Nirup Menonhospital, associate professor of information systems and operations management, has always been interested in researching health IT and the value it brings to hospitals. In his most recent research though, Menon stepped out of his specialty to apply a concept from accounting information systems to hospital budgeting.

“When I was looking at hospital data, I noticed that there’s extensive budgeting information that nobody has touched. It’s just sitting there,” he said.

“I wanted to approach it more from an information systems budgeting point of view because I wanted to see how much people are allocating to IT. However, it developed into budgeting for a whole organization.”

Menon and co-authors Akhilesh Chandra, University of Akron, and Birendra Mishra, University of California, Riverside, wanted to make budgeting processes more effective in hospitals.

Like many organizations, hospitals often experience asymmetric ratcheting, or spending less money but not decreasing budgets.

“Being human, we know that managers want to have enough money on their hands,” Menon said.

Managers want financial flexibility in case of unexpected costs or a sudden budget decrease. As such, they budget for more than they spend to ensure they have extra money on hand.

Instead of looking at budget data for each department, Menon and his colleagues applied a concept called transaction cycles to group budget expenditures by business process. The concept consists of five cycles: production, expenditure, financial, revenue, and human resources.

Each cycle was mapped to an aspect of healthcare, production to patient care; expenditure to IT, purchasing, and transportation; financial to fiscal services; revenue to patient accounts, admitting, and medical records; and human resources to hospital administration, personnel, and employee benefits.

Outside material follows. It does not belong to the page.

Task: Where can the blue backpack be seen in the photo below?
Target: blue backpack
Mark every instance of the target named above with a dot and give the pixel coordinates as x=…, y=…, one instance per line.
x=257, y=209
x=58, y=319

The researchers collected data from 99 hospitals in Washington state, which had 12 years of consecutive budget data.

“We went to hospitals and looked at their budgeting accounts, and we classified them into these five cycles. Then we analyzed the data of actual spending versus budgeted data, as to how much the hospitals were adjusting along the cycles,” Menon said.

They found that patient care, which correlates to the production cycle, has more asymmetric ratcheting than other cycles. Menon said spending less money than was budgeted for patient care was expected because it brings the most revenue to the hospital.

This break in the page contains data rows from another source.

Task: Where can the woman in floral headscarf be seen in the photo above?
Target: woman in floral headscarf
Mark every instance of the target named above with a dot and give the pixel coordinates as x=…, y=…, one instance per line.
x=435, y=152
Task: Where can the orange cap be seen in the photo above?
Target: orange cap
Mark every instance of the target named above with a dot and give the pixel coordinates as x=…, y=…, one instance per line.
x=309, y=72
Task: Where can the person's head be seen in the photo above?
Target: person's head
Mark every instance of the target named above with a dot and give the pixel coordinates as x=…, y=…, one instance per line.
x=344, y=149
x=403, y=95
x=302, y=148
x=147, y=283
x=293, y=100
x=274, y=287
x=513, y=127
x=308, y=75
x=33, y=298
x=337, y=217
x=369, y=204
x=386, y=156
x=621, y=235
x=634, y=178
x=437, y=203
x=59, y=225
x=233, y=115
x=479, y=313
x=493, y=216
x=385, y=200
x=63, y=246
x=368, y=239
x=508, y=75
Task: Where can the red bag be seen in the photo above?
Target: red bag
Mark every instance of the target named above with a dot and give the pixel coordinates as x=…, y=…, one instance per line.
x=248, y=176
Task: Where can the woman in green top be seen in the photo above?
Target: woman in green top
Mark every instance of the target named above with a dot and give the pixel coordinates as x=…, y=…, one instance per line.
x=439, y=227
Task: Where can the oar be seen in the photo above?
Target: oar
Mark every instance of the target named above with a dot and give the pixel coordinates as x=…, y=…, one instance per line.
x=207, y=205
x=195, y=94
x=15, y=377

The researchers concluded that using transaction cycle budgeting is more efficient than doing department-based budgeting. By creating budgets for the five business cycles instead of budgets for dozens or hundreds of departments, there is less over budgeting.

“The transaction cycle level budgeting does not follow departmental lines, rather it follows process logic, meaning some of the problems with department-level budgets can be avoided,” Menon said, citing issues like budget slacks, budget padding, and asymmetric ratcheting.

The overall budget would be lower as it would more accurately reflect a hospital’s costs or expenditures for the budget cycle. With rising healthcare costs, controlling budget allocations is likely to keep hospitals financial sound and reduce the need to increase costs for patients in the future.

The research has been accepted for publication in the Journal of Information Systems.